Œufs: aux Etats-Unis, «accord transactionnel» pour un cartel soupçonné d'entente
Un « accord transactionnel » a été trouvé aux Etats-Unis le 29 juin dans une affaire d’entente sur les prix des œufs, entre d’une part, les trois principaux producteurs du pays, et d’autre part, le Département de la justice et une coalition de 17 Etats, rapporte l’agence Reuters le 30 juin. Aux termes de cet accord, Cal-Maine Foods, Versova et Kickman’s Eggs Ranch verseront un total de 3,3 millions de dollars et donneront 53 millions d’œufs à des banques alimentaires et des organisations à but non lucratif dans les Etats participants, a résumé la procureure générale de l’Etat de New-York. Cal Maine est le plus important contributeur, bien qu’il ait nié par un communiqué toute malversation. Mais selon le communiqué de la procureure générale de New-York, les trois entreprises se sont « illégalement coordonnées pendant des années pour influencer un indice quotidien du prix des œufs », ce qui a artificiellement augmenté les prix aux détaillants et consommateurs ». La magistrate a exigé que les trois entreprises mette fin à leur coordination visant à manipuler les prix, et adoptent « des mesures de conformité pour prévenir de futures infractions et coopérer pleinement avec les autorités de contrôle des États ».
Insectes : faillite de Divaks, numéro un de la production d’insectes en Lituanie (presse)

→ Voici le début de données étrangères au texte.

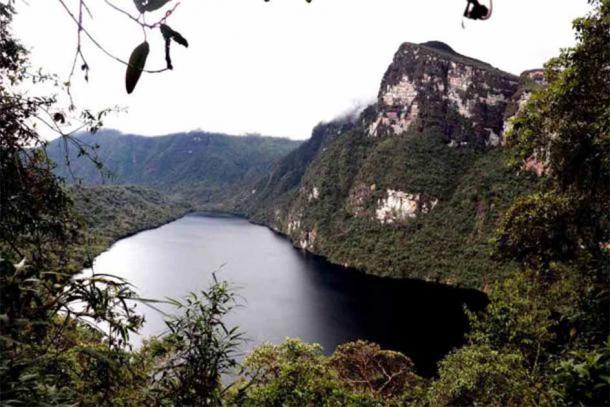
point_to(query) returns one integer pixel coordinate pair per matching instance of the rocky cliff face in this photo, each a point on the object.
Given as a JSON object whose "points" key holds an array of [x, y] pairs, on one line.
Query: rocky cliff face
{"points": [[432, 85], [414, 186]]}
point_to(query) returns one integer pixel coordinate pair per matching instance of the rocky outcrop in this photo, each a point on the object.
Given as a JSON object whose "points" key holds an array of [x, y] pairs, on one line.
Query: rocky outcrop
{"points": [[431, 85], [399, 206], [403, 188]]}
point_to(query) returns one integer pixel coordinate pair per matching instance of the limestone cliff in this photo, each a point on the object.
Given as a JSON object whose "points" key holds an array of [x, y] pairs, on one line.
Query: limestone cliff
{"points": [[431, 85]]}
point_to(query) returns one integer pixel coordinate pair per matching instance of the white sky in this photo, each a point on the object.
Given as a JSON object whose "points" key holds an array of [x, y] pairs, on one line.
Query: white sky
{"points": [[278, 68]]}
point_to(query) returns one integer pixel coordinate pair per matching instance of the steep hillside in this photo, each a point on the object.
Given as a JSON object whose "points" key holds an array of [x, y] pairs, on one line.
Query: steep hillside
{"points": [[207, 169], [112, 212], [415, 185]]}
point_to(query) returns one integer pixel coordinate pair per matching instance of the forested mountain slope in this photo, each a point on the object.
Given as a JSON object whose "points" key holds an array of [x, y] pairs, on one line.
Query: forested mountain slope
{"points": [[414, 186], [205, 168], [111, 212]]}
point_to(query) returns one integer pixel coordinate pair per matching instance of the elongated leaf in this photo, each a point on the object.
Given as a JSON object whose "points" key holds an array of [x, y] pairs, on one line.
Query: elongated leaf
{"points": [[149, 5], [137, 60]]}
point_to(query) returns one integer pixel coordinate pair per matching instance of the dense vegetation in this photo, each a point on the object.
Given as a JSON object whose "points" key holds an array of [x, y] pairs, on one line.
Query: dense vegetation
{"points": [[209, 170], [543, 340], [112, 212], [473, 187]]}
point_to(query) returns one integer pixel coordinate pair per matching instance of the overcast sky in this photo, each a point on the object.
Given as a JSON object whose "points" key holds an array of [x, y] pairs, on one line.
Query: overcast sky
{"points": [[278, 68]]}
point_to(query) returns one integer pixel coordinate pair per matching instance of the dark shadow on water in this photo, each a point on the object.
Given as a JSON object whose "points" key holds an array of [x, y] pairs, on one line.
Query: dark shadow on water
{"points": [[423, 320]]}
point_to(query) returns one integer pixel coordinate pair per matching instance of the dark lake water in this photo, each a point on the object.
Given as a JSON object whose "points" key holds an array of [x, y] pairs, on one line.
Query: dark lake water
{"points": [[287, 293]]}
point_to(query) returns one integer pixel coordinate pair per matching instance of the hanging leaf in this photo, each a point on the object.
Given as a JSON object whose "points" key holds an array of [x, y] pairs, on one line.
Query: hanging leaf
{"points": [[137, 60], [169, 34], [149, 5]]}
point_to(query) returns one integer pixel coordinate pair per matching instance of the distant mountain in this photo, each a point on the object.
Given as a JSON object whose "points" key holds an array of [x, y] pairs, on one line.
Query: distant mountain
{"points": [[111, 212], [414, 186], [206, 168]]}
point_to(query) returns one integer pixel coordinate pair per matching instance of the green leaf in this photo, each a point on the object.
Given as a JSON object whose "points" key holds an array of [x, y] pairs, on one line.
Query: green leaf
{"points": [[137, 60]]}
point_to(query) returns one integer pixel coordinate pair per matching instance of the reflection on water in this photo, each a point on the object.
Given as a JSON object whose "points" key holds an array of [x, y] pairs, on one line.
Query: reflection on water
{"points": [[287, 293]]}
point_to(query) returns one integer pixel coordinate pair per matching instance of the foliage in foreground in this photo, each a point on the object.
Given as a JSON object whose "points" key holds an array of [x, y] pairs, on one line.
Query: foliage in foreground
{"points": [[542, 341]]}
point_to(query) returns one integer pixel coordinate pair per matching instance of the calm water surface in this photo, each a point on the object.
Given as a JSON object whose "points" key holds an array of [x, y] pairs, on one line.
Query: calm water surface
{"points": [[287, 293]]}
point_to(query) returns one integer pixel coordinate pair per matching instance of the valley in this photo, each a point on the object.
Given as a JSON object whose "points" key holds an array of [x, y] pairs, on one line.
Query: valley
{"points": [[411, 187]]}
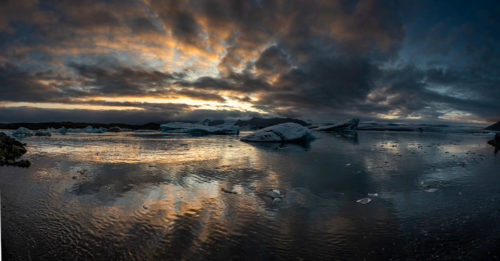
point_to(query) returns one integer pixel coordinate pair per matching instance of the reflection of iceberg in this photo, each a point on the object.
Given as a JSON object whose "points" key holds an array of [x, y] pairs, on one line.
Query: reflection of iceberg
{"points": [[22, 132], [285, 132], [183, 127], [345, 125]]}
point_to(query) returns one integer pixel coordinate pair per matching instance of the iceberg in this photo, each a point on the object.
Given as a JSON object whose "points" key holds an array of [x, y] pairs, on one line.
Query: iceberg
{"points": [[43, 133], [11, 150], [284, 132], [22, 132], [90, 129], [115, 129], [184, 127], [345, 125], [364, 201], [62, 130]]}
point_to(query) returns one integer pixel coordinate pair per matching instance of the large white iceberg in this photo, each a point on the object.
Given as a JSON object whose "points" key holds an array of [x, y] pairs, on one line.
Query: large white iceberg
{"points": [[185, 127], [22, 132], [90, 129], [284, 132], [345, 125]]}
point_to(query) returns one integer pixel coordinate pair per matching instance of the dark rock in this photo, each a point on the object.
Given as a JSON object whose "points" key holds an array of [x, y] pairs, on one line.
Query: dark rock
{"points": [[11, 150]]}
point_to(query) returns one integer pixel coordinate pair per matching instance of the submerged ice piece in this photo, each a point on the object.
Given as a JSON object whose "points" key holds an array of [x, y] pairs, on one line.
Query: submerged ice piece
{"points": [[185, 127], [284, 132], [345, 125], [22, 132]]}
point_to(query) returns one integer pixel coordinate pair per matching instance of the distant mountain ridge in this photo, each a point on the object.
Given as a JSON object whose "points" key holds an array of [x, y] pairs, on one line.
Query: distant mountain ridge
{"points": [[77, 125]]}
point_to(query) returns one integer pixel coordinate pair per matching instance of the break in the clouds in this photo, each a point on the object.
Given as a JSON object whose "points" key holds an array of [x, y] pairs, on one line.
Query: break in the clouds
{"points": [[154, 60]]}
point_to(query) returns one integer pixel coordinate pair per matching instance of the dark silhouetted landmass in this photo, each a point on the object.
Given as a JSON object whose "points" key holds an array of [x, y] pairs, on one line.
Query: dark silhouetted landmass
{"points": [[494, 127], [78, 125], [260, 123]]}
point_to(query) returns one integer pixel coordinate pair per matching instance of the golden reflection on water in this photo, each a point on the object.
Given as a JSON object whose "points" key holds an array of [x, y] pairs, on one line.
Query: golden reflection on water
{"points": [[104, 148]]}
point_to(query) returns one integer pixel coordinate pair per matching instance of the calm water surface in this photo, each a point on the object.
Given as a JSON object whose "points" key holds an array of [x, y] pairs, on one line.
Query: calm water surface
{"points": [[154, 196]]}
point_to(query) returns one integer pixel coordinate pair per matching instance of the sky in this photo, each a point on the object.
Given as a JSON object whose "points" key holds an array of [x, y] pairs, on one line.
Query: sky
{"points": [[139, 61]]}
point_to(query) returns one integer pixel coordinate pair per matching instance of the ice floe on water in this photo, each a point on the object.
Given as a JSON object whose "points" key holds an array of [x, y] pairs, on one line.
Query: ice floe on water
{"points": [[193, 128], [364, 201], [22, 132], [344, 125], [284, 132]]}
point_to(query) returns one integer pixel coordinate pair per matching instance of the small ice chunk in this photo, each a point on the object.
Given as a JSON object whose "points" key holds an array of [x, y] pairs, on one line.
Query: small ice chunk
{"points": [[364, 201], [274, 194], [22, 132]]}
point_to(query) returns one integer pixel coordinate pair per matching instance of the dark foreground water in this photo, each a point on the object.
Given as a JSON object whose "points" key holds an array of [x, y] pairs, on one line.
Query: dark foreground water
{"points": [[152, 196]]}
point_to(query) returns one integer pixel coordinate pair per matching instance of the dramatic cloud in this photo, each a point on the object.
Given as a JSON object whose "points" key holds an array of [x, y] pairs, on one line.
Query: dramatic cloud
{"points": [[155, 60]]}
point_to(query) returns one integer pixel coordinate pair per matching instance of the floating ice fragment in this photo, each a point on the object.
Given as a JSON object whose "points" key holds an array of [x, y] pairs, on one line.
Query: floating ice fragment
{"points": [[185, 127], [284, 132], [22, 132], [364, 201], [228, 191], [274, 194], [345, 125]]}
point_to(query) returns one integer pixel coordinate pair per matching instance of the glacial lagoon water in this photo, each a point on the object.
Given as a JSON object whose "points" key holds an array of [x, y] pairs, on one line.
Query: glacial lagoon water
{"points": [[157, 196]]}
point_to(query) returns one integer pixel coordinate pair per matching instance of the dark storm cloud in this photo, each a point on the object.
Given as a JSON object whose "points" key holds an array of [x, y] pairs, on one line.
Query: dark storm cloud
{"points": [[20, 85], [121, 80], [366, 58]]}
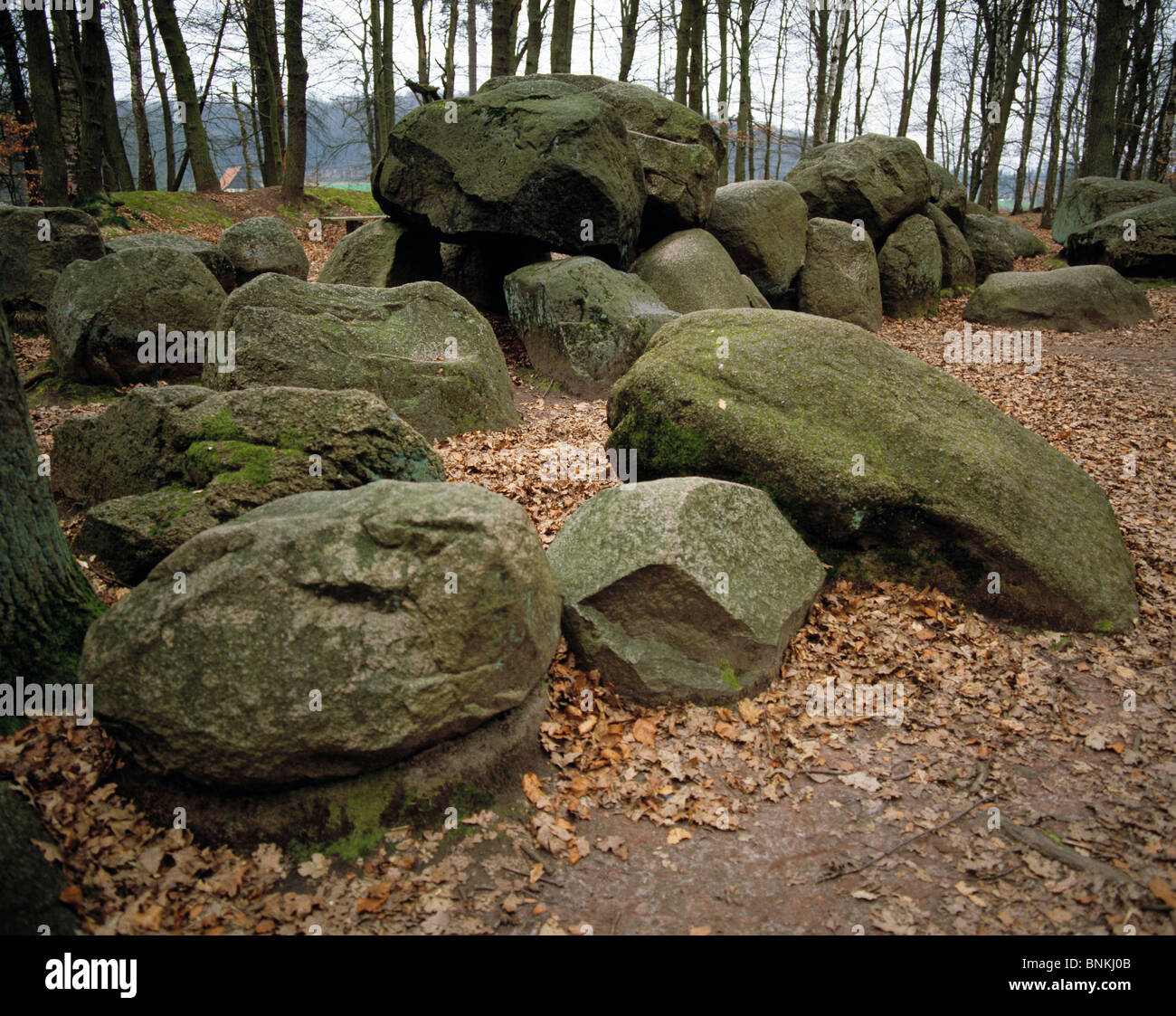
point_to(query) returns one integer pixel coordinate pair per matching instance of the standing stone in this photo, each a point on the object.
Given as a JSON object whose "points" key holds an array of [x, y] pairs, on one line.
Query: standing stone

« La faillite du producteur de protéines d'insectes Divaks a été prononcée », annonce le média en ligne lituanien Regionu Zinios le 26 juin. Cette faillite entraîne l’arrêt d’un important projet d’élevage et de transformation d’insectes, des vers de farine (tenebrio molitor), représentant un investissement de 67 millions d’euros. L'usine prévue à Marijampolė (Lituanie) devait créer environ 100 emplois. « À la fin de l'année 2024, l'entreprise avait accumulé 4,8 millions d'euros de pertes », écrit le média, précisant que « les résultats financiers de l'entreprise pour l'année 2025 n'ont pas été publiés ». L'entreprise a connu une réduction drastique de ses effectifs, passant de 22 employés au début de l'année à seulement deux. « Ce qui distingue Divaks de la plupart du secteur, c’est qu’ils se concentrent sur les insectes comme nourriture humaine », écrit Corentin Biteau, cofondateur de l’Observatoire nationale de l’élevage d’insectes (Onei) dans un post LinkedIn consacré à cette entreprise. Divaks rejoint la liste des entreprises de la filière insectes à avoir cessé récemment leur activité comme le français Ynsect, le danois Enorm ou l’australien Goterra.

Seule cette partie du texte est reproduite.